Numerical investigation of an orthotropic finite elasticity problem using a constrained minimization theory to prevent material overlapping

Resumo

We consider the problem of an elastic annular disk with uniform thickness in equilibrium in the absence of body force. The disk is fixed on its inner surface and compressed by a uniform pressure on its outer surface. The disk is made of a cylindrically orthotropic material that has a constitutive response that is stiffer in the radial direction than in the tangential direction. Material properties of this type are found in carbon fibers with radial microstructure and some kinds of wood.
In the context of the classical linear elasticity theory, the solution of this problem predicts material overlapping for a large enough pressure, which is not physically acceptable. An approach to prevent this anomalous behavior consists of minimizing the total potential energy functional subject to the constraint that the determinant of the deformation gradient, J, be positive. We have used this approach to eliminate material overlapping, yielding solutions with J not close to one, which contradicts the basic assumption of infinitesimal strains upon which the classical linear theory is founded.

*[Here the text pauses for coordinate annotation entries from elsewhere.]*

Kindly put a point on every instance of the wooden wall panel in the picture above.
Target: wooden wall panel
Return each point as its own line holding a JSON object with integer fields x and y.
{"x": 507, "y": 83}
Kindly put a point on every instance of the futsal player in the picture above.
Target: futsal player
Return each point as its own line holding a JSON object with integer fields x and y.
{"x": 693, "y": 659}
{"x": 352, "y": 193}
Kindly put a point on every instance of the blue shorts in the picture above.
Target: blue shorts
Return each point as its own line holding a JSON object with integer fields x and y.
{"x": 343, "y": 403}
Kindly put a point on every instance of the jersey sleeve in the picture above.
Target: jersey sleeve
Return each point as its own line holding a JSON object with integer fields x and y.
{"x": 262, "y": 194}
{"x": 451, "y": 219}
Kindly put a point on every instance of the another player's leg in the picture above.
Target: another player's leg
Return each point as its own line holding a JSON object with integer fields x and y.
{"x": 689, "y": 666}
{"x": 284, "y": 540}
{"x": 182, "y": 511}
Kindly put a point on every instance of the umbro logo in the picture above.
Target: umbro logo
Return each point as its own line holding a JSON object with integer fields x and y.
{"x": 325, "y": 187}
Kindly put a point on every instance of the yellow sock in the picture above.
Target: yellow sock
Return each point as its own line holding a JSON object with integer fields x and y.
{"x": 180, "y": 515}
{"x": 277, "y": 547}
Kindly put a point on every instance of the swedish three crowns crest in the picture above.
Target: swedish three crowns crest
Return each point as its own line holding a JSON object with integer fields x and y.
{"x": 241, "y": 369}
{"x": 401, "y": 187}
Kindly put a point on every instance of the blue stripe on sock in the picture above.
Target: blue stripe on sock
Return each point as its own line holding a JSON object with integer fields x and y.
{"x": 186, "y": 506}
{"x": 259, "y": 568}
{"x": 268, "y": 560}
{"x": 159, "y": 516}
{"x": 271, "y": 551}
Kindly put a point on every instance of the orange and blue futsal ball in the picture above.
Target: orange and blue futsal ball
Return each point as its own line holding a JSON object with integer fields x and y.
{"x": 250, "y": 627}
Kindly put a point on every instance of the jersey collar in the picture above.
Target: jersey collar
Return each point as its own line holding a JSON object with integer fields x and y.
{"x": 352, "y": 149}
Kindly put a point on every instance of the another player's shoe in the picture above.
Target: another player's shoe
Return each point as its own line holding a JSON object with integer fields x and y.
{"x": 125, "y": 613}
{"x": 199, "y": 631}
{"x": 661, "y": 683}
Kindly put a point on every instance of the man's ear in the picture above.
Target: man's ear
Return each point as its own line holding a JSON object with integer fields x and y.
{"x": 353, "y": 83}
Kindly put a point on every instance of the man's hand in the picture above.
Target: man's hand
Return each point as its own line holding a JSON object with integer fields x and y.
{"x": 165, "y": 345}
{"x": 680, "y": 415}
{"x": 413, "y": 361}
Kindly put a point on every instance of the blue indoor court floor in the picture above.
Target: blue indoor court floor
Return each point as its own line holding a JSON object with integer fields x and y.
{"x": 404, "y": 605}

In this work, we extend our investigation to the nonlinear elasticity theory. Necessary conditions for a deformation field to be a minimizer were found elsewhere. It includes a nonzero Lagrange multiplier that represents a reaction pressure to prevent material overlapping. We use a finite element formulation to find that, differently from its linearly elastic counterpart, the Lagrange multiplier field associated with the local injectivity constraint remains bounded. In addition, we obtain convergent sequences of approximate solutions of the disk problem formulated with both this constrained minimization theory and a compressible and orthotropic Mooney-Rivlin material. This material has certain growth conditions on the deformation field that prevents material overlapping in classical problems of mechanics. Both sequences yield convergent solutions that are in very good agreement with each other.